Not a statistician, and not srw, but if I may?
Let's start with the figure
@mjr posted:
Continuing this from the duplicate discussion...
I'm such a sucker for this. Here's 5 years I can see easily:
2015 - 6 women, 3 men; (upthread)
2014 - 1 woman, 13 men; (
met -
city)
2013 - 5 women, 8 men;
2012 - 1 woman, 13 men;
2011 - 6 women, 10 men;
total - 19 women, 47 men... seems closer to 5/8ths than 2/3rds, but still a majority. So what are the other five years, are the pre-2011 (so pre-cycle-hire-and-superhighways) figures relevant to today and have male and female cycling rates developed at different rates?
The first thing to note is that the numbers are actually very small (this is not to detract in any way that each number represents an individual tragedy) compared to the many billions of journeys by bike that have taken place in the same period. I'll leave a space for
@srw to comment about denominator neglect here...
Each fatality is a dscrete and presumably independent event, so use of the Poisson distribution is appropriate. The important thing is that the standard deviation is thus given by taking the square root of the total. The standard deviation is a statistical measure of the likely variability of a measured quantity. For instance, if you take many measurements if some quantity x and its mean is 10 with a std dev of 2, the true value of x is probably somewhere between 8 and 12 [1].
So, taking the totals:
Women 19
Std dev 4.36
Men 47
Std dev 6.86
But we haven't taken account of the fact that there are more male cyclists than female. IIRC the TfL figure was 25% of cyclists are female, so a quick and dirty way is simply to scale (or normalise, if you're a physicist) all numbers to 100%. For women, that means multiplying by 4 (4 x 25 = 100), for men, multiply by 1.333 (75 x 1.333 = 100) [2]. Thus our normalised figures are:
Women 76
Std dev 17.44
Men 63
Std dev 9.14
Thus the natural variations in fatalities over the 5 years for both men and women, normalised to compensate for differences in each population are in the range:
Men: 54 to 72
Women 59 to 93
Both ranges coincide. If there were a thousand identical Londons, the fatality rate for each of them would probably lie within this range just through chance (but see [1] below). There is no reason to believe therefore that women are over-represented in cycling fatalities in London with the figures as presented. Natural -
random - noise is large and total fatalities are - thankfully! - low: this means that if any systematic difference exists, it's buried in the noise. [3]
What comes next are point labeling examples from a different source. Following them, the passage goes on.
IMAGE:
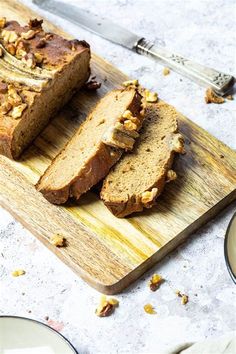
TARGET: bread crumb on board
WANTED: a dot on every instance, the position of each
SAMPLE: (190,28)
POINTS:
(18,272)
(166,71)
(106,306)
(184,298)
(212,97)
(57,240)
(155,282)
(148,308)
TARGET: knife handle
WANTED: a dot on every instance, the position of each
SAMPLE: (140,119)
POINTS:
(220,82)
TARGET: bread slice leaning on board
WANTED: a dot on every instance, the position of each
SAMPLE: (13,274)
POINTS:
(39,72)
(139,177)
(109,130)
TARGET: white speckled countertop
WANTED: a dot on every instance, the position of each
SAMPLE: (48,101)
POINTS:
(203,30)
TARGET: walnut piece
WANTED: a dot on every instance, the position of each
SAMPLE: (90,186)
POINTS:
(3,87)
(166,71)
(5,107)
(35,23)
(149,196)
(155,282)
(178,144)
(11,48)
(29,60)
(18,111)
(13,97)
(148,308)
(230,97)
(57,240)
(28,35)
(171,176)
(2,22)
(9,36)
(18,272)
(129,125)
(184,298)
(130,83)
(212,97)
(106,306)
(151,97)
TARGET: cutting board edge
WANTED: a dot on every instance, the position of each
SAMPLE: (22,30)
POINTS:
(133,275)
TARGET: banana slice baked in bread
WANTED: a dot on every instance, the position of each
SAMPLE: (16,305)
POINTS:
(39,72)
(109,129)
(139,177)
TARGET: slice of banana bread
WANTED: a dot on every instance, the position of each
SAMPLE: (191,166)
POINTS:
(138,178)
(39,72)
(109,129)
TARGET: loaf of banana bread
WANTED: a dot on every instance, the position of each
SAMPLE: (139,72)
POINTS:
(109,129)
(136,181)
(39,72)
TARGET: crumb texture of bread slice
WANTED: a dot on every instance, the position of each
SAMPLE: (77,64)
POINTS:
(39,73)
(89,155)
(139,177)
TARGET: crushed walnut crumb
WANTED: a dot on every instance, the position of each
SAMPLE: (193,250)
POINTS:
(171,176)
(2,22)
(155,282)
(149,196)
(92,85)
(18,272)
(151,97)
(148,308)
(18,110)
(184,298)
(230,97)
(106,306)
(166,71)
(212,97)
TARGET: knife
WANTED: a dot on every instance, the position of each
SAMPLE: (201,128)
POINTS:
(220,82)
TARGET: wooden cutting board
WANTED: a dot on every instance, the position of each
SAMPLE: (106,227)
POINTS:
(110,253)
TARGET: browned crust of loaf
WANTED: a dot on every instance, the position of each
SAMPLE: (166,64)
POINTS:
(57,53)
(96,168)
(100,163)
(133,203)
(56,50)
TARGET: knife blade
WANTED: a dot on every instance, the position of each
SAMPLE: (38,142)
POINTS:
(219,81)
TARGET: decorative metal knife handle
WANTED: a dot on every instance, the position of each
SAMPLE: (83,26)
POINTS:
(220,82)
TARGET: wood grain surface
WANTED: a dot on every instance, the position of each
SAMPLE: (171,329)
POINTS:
(110,253)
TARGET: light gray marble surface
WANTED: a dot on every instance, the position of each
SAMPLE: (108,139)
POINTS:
(205,31)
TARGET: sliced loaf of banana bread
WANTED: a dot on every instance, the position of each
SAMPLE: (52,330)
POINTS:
(109,129)
(39,72)
(139,177)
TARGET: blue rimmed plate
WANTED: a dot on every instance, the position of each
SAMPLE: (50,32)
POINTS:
(19,335)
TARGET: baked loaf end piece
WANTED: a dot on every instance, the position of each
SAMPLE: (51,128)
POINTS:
(39,72)
(95,148)
(138,178)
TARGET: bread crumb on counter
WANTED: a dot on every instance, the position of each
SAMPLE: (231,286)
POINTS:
(155,282)
(130,83)
(148,308)
(18,272)
(166,71)
(184,298)
(212,97)
(57,240)
(106,306)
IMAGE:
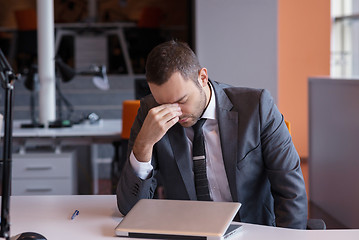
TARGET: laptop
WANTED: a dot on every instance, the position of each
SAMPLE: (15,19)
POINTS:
(180,219)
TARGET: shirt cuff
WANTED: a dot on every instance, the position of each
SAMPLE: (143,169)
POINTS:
(142,169)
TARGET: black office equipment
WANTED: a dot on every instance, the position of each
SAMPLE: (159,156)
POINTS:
(8,78)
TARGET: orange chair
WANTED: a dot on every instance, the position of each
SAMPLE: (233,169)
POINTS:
(129,112)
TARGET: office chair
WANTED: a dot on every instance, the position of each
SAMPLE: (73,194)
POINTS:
(129,112)
(312,224)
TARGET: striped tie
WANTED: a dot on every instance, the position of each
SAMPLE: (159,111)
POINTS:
(199,162)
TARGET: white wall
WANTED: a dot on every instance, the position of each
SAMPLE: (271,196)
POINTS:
(236,40)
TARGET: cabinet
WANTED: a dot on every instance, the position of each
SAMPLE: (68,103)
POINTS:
(44,173)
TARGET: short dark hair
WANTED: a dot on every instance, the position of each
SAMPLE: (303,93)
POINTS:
(168,58)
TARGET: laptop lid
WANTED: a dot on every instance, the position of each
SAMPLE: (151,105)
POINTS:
(179,219)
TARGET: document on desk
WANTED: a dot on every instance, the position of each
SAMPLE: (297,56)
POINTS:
(180,219)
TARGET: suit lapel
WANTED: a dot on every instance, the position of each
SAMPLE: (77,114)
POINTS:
(228,128)
(179,144)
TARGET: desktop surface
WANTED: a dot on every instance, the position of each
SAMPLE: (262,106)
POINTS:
(98,216)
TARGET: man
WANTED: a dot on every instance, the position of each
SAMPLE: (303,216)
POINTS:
(249,154)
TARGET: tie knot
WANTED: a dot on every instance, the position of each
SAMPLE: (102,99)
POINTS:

Note that I've used a rather crude method here. A more rigorous method would to apply the appropriate t-test to the data to test for the probability of the two populations being different. With overlapping variances, it is highly unlikely to give a significant result. I'll leave that one to the proper statisticians.
Oh, and just to reiterate - cycling, even in central London, is a very safe activity.
[1] Pedantic statistician's note: assuming a normal distribution, there is a 68% probability of x being somewhere between 8 and 12. Therefore, there is a 32% chance of x lying outside this range.
[2] Yes, I could have saved myself some effort and just multplied the female data by three. But then, I
am a physicist...
[3] Alert (or possibly awake) readers will have noticed that I've used standard deviation in a rather different way to how I defined it above. This is because there is no uncertaincy in the number of fatalties. But there is a large and random year to year variation. Standard deviation in this case refers to the amount of randomness in these figures that can be expected.
Edited to correct silly mistake in the normalised female fatality number - which
decreases the difference between men and women.